みなさんは、「SEA TO SUMMIT®」という日本の環境スポーツイベントをご存知でしょうか。文字どおり、海(湖)からカヤックでスタートし、自転車で里を駆け抜け、そして登山で山頂をめざす大会です。

今年8月、創業50周年の節目を迎えたアウトドアブランド「モンベル」の辰野勇会長が発案し、2009年の鳥取県「皆生・大山大会」から始まったこの大会は現在、全国11か所で開催されています。
今回は、自然の循環に思いをめぐらせ、かけがえのない自然について考えようという思いも込められた「びわ湖 東近江 SEA TO SUMMIT® 2025」に筆者も参加してみました。

自然と歴史が豊かな滋賀・東近江を、目いっぱい体感
「運動不足の僕が、本当にゴールできるんだろうか……?」
パンフレットには「カヤック8km、バイク28.5km、ハイク3.5km」と書かれている。合計40km……。だけど、地元の滋賀県で開催される大会なので、ぜひ挑戦してみよう――。
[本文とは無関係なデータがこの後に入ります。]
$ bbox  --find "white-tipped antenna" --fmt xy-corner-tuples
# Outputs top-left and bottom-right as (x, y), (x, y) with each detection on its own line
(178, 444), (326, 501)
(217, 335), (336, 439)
そんな思いを胸に、環境スポーツイベント「SEA TO SUMMIT®」に参加した。舞台は、滋賀県東近江市。琵琶湖と鈴鹿山系に抱かれた、自然と文化の懐が深いまちだ。
カヤック――朝日と静けさに包まれる、“湖の目線”
朝5時、起床。長浜市の実家から車を走らせ約45分で、会場に到着する。

スタート地点は、琵琶湖の入り江「能登川水車とカヌーランド」。ここは、全国でも珍しい水車とカヌーの複合施設で、地元の子どもたちにも親しまれる“水辺のオアシス”。湖とともに暮らす東近江らしい、自然との共存の象徴のような場所だ。
集合した参加者はみな、今年の開催を心待ちにしていたのか、昂揚感で満ちあふれている。かたや筆者は「カヤックなんて初めてやし、うまく漕げるかな……」と不安な気持ちになっていた……。
すると、会場へ応援に駆けつけていたのは「喜楽長」でおなじみ、地元・喜多酒造の社長で、高校の同級生の父親でもある、喜多良道さん(大会・実行委員長)。「ケガにだけは気いつけて、がんばってや!」と笑顔で励ましの声をもらい、不安な気持ちが和らいだ。
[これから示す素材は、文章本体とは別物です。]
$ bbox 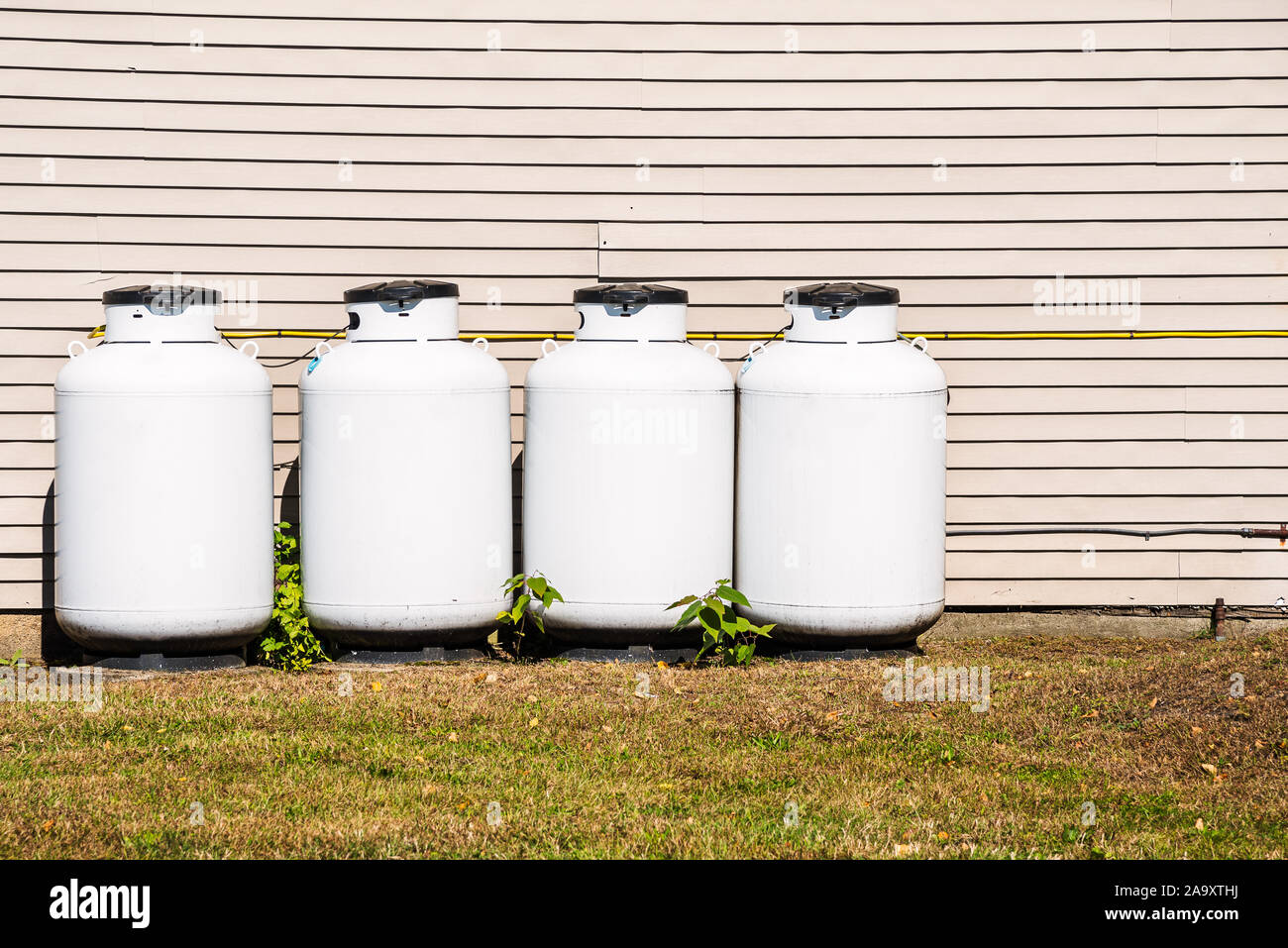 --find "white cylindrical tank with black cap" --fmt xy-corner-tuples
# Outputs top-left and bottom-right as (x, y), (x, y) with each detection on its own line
(734, 283), (947, 649)
(300, 273), (514, 651)
(523, 283), (734, 636)
(54, 286), (273, 656)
スタッフの方から簡単なレクチャーを受けて、いよいよ出艇。今回は取材ということで、先頭集団でスタートさせてもらうことになった。
安定感のあるカヤックに乗り込むと、驚くほどすんなりと湖面を滑り出した。パドルを湖に差し込み、一漕ぎ、また一漕ぎ。風もなく、朝日を浴びる湖は、まるで鏡のよう。

普段から運動している参加者が多いのか、先頭集団だった筆者は、あっという間に最下位に……。最初から、こんなにもハードなのかと、また不安な気持ちがよぎる。

そんななか、ふと遠くから声が響いた。
「がんばれ! その調子、その調子!」
顔を上げると、筆者のすぐ左手に、別のカヤックが折り返してきていた。乗っていたのは、なんとモンベルの創業者・辰野勇会長ご本人、御年77歳(大会時)。笑顔でパドルを握り、参加者ひとりひとりを励ましてくれているではないか……!

「大丈夫、大丈夫。自然の中では、速さよりも、楽しむことが大事やで」
その言葉に、肩の力がふっと抜けた。企業のトップがみずから大会に出て、汗をかきながら伴走してくれるなんて――。それは、モンベルが掲げる「誰もが自然とともにある社会」の理想を、まさに体現しているようだった。

カヤックは、約8キロの行程。普段あまり運動ができていない筆者は、後半には腕がパンパンだったが、不思議と苦しくはなかった。なぜならば、ほかの参加者たちも優しく声をかけてくれ、励ましてもらい、楽しく漕ぎきることができたからだ。

岸に戻ると、参加者から拍手で迎えられ、次なる里(自転車)へ向かうことになった。